Reference link: https://azure.github.io/AppService/2021/03/01/deploying-to-network-secured-sites-2.html

What am I missing?

Answer 1

Not sure, what is the exact issue, this is log I got from support team.

Error: The gateway did not receive a response from Microsoft.Web within the specified time period

Root cause of Error:: Your application process failed to start up in this time frame because the process could not access the storage account which hosted your application content from the subnet with which the application was integrated using regional virtual network integration.

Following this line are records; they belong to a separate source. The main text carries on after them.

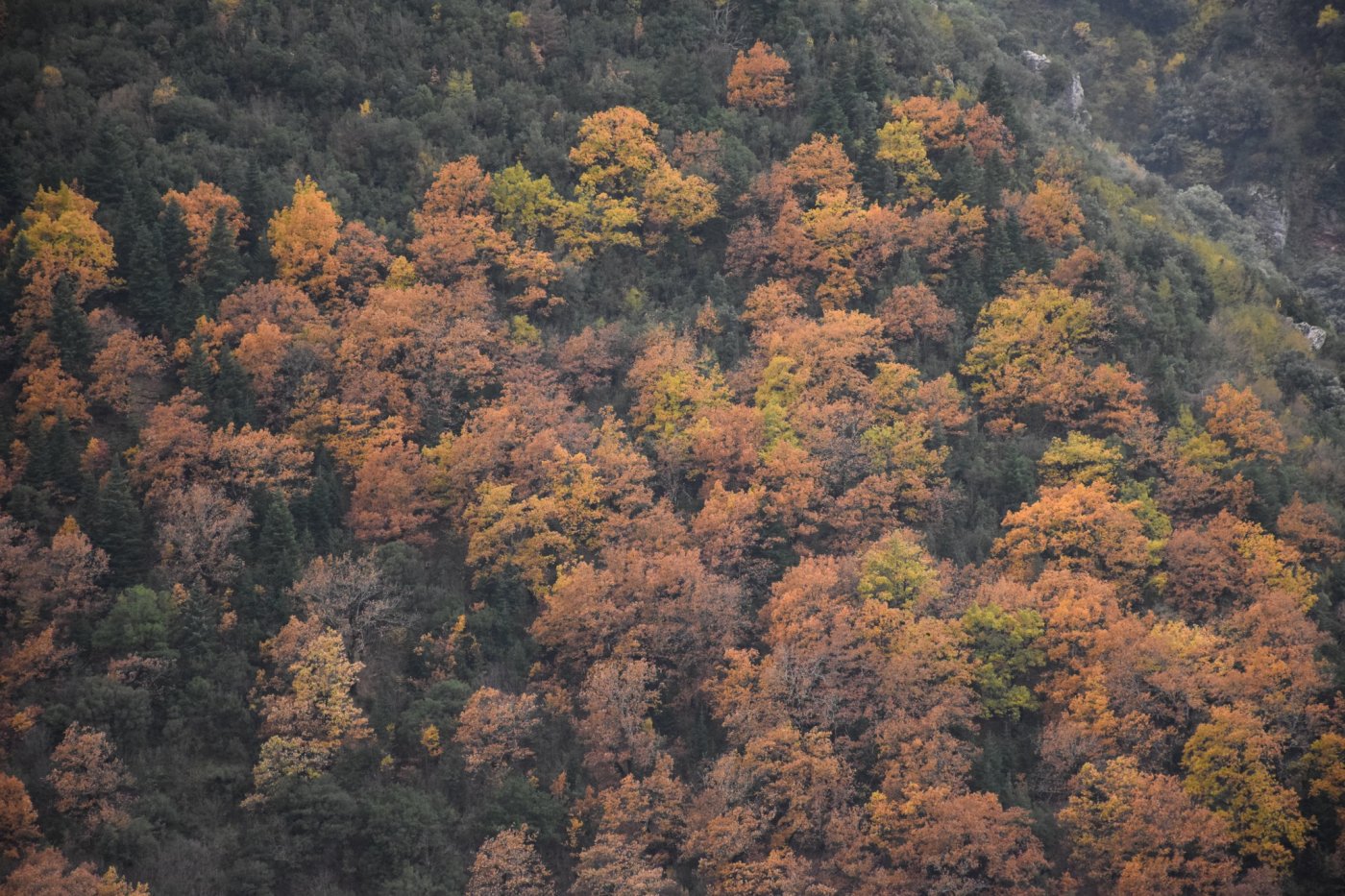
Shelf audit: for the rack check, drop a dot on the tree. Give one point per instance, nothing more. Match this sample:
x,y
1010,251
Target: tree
x,y
614,866
306,705
507,865
349,594
1005,647
62,242
117,526
945,125
1049,214
1136,833
938,841
138,623
199,532
89,779
221,268
898,572
618,698
759,80
128,373
495,729
390,499
1230,768
303,241
1224,561
901,144
1311,529
17,818
1237,417
206,208
1078,527
1029,351
46,872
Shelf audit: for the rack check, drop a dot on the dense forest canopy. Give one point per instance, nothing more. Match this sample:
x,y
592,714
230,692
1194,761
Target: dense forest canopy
x,y
672,447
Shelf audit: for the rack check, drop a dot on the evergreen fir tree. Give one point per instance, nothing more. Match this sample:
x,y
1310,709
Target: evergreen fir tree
x,y
222,269
232,397
148,285
177,241
276,544
118,526
70,329
994,93
111,163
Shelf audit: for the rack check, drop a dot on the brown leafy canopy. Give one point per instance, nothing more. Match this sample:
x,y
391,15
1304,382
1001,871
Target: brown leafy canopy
x,y
760,80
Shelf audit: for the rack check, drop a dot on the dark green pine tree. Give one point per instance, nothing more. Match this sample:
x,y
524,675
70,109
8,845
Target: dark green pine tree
x,y
994,93
51,482
70,329
187,303
11,281
111,164
117,526
11,184
222,268
275,544
232,401
319,513
148,285
177,240
1001,254
198,375
827,114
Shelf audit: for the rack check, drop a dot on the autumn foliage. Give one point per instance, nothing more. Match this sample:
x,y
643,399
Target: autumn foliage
x,y
793,494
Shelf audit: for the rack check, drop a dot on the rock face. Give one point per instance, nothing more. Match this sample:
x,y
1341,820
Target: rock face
x,y
1271,215
1035,61
1315,335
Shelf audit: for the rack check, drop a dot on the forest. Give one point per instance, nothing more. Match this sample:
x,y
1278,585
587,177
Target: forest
x,y
672,447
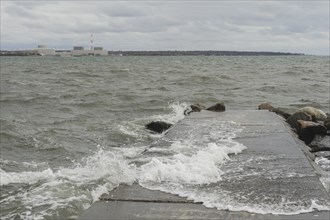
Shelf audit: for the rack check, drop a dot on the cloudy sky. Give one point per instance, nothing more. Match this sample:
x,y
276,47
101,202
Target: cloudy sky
x,y
259,25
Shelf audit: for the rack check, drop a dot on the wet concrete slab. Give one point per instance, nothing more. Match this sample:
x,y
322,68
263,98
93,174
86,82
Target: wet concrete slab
x,y
275,165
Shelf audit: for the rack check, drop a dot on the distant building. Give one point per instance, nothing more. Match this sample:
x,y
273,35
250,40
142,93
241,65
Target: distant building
x,y
80,51
43,50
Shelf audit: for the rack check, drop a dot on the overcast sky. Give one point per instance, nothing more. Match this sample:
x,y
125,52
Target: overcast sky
x,y
285,26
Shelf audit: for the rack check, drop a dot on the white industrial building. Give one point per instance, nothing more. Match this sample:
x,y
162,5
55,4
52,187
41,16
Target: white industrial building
x,y
43,50
96,51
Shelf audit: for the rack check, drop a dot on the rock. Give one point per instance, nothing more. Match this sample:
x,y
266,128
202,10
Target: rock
x,y
293,119
158,126
317,114
219,107
194,108
326,122
309,129
265,106
282,113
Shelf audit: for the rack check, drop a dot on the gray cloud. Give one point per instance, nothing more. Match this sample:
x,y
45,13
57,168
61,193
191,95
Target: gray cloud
x,y
296,26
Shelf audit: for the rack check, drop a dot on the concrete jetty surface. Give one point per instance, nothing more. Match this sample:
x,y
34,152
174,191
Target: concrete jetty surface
x,y
285,172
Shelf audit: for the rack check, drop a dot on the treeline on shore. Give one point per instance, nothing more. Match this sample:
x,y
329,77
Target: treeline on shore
x,y
164,53
199,53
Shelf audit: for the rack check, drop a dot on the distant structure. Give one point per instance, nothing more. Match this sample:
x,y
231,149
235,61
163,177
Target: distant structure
x,y
43,50
96,51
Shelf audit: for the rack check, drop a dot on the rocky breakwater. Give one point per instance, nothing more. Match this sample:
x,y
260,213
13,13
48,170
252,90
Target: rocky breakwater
x,y
312,126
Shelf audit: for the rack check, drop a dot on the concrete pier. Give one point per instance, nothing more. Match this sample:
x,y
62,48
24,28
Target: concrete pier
x,y
285,170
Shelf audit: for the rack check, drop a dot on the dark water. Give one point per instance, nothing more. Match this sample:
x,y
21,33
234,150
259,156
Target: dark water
x,y
70,125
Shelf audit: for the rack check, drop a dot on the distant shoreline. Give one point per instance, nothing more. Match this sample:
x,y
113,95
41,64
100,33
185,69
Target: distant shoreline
x,y
166,53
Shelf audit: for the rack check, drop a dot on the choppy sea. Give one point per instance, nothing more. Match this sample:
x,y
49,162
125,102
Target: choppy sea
x,y
72,127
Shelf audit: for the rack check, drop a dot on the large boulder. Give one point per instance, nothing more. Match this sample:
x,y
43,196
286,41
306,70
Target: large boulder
x,y
316,114
327,122
281,112
219,107
194,108
265,106
158,126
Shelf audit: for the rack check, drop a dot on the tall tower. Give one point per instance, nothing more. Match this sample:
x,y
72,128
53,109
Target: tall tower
x,y
91,41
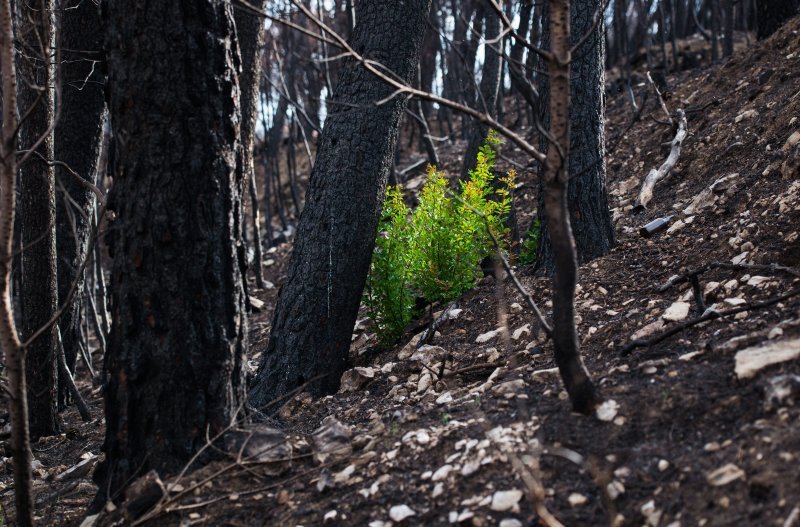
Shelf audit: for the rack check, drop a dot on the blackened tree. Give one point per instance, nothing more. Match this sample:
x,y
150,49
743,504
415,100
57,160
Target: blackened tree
x,y
38,299
174,358
773,13
78,136
319,301
587,198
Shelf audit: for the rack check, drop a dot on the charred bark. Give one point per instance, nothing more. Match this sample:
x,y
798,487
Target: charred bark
x,y
588,198
39,291
317,306
174,360
78,139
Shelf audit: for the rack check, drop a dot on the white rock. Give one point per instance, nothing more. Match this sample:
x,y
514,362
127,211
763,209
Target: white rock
x,y
505,500
756,281
735,302
442,473
524,331
486,337
750,361
424,382
649,329
724,475
747,114
676,312
576,499
608,410
438,490
470,467
399,513
445,398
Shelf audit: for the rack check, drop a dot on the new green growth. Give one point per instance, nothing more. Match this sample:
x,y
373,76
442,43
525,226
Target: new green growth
x,y
434,252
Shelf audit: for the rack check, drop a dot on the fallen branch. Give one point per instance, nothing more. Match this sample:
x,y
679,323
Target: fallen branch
x,y
708,315
646,193
764,268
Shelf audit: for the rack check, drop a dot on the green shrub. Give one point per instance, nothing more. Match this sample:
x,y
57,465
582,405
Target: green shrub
x,y
388,298
435,252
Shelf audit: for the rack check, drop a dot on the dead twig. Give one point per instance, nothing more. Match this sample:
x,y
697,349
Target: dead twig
x,y
763,268
708,315
654,176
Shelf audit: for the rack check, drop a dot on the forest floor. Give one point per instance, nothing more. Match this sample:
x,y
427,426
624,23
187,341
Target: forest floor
x,y
475,429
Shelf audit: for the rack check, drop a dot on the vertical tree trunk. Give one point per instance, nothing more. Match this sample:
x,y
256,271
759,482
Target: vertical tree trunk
x,y
588,197
39,293
9,339
174,360
565,337
78,138
486,98
771,14
318,303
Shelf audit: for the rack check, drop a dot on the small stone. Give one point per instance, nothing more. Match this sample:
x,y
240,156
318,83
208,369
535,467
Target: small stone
x,y
775,333
576,499
750,361
735,302
649,329
442,473
399,513
524,331
486,337
424,382
445,398
608,410
676,312
505,500
724,475
438,490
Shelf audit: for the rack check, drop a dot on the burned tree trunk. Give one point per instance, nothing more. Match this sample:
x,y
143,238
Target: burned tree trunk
x,y
250,30
588,199
174,360
556,174
78,137
318,303
37,200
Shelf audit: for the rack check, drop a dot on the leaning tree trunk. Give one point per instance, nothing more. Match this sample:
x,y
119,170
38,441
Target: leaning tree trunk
x,y
772,14
588,198
556,170
37,201
78,137
250,30
319,301
174,359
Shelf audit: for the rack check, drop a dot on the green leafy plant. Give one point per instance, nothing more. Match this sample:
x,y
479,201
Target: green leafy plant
x,y
388,297
530,245
435,250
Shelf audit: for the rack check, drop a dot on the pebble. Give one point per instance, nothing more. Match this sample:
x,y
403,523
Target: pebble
x,y
399,513
505,500
576,499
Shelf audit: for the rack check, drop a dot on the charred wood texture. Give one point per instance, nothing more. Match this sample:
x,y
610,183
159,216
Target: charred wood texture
x,y
318,303
78,139
174,360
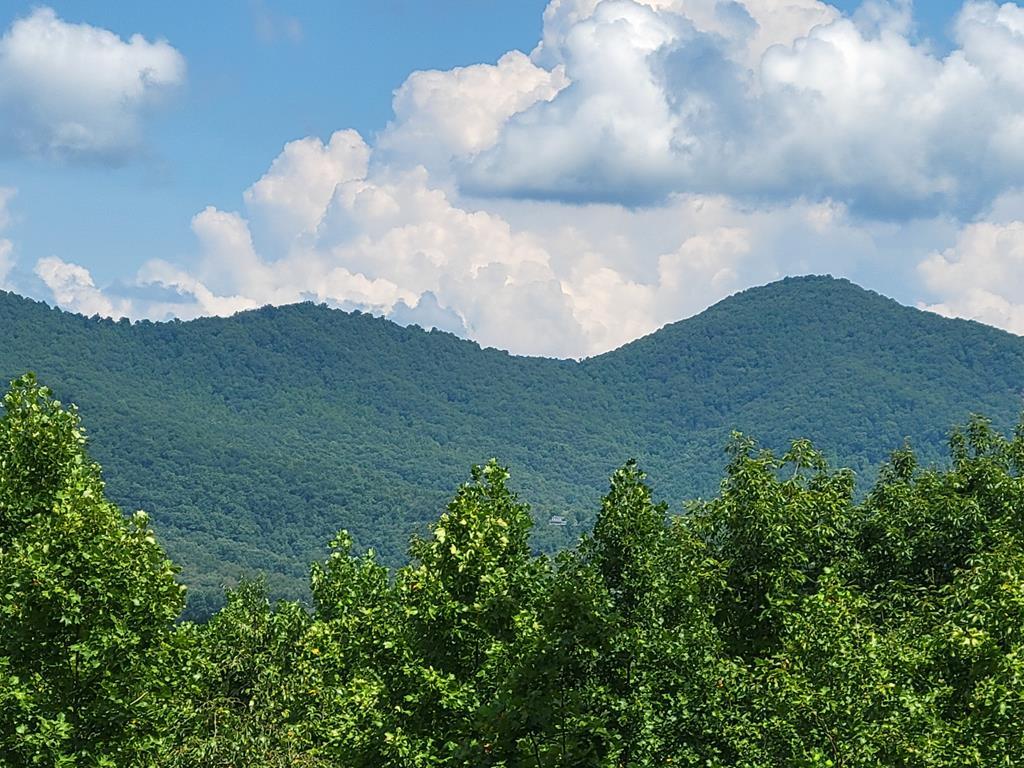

This can most likely occur due to the network configurations on the subnet or the firewall rules of the storage account. Please disconnect and re-connect the regional virtual network integration first and then check if the application can start up. If the problem still exists, you need to check the network settings to allow SMB file access from the subnet to the storage account.

Fix: As a workaround, I did following steps that makes it working for me.

1. Created azure function app, storage account as public access and deployed using Azure Devops pipeline which is success. Here I deploy with only 1 Azure function say Function1 which I can see in azure portal.

2. Disabled public access for function app , storage and created VNET, Private endpoints, azure private dns zone etc., required resources to make it fully private access.

3. Created another function http trigger say Function2 in VS code and deployed through devops build and release pipelines. I can see Function2 in azure portal.

Release Pipeline YAML code:

I am still trying my luck to do directly with private endpoints.

Answer 2

Which build agent are you using? Consider adding AzureDevOps service tag in your NSG rules if you try deploying from the ms-hosted build agent because it has no access to your private resources. Or you may create VM and register a new build agent in your private net.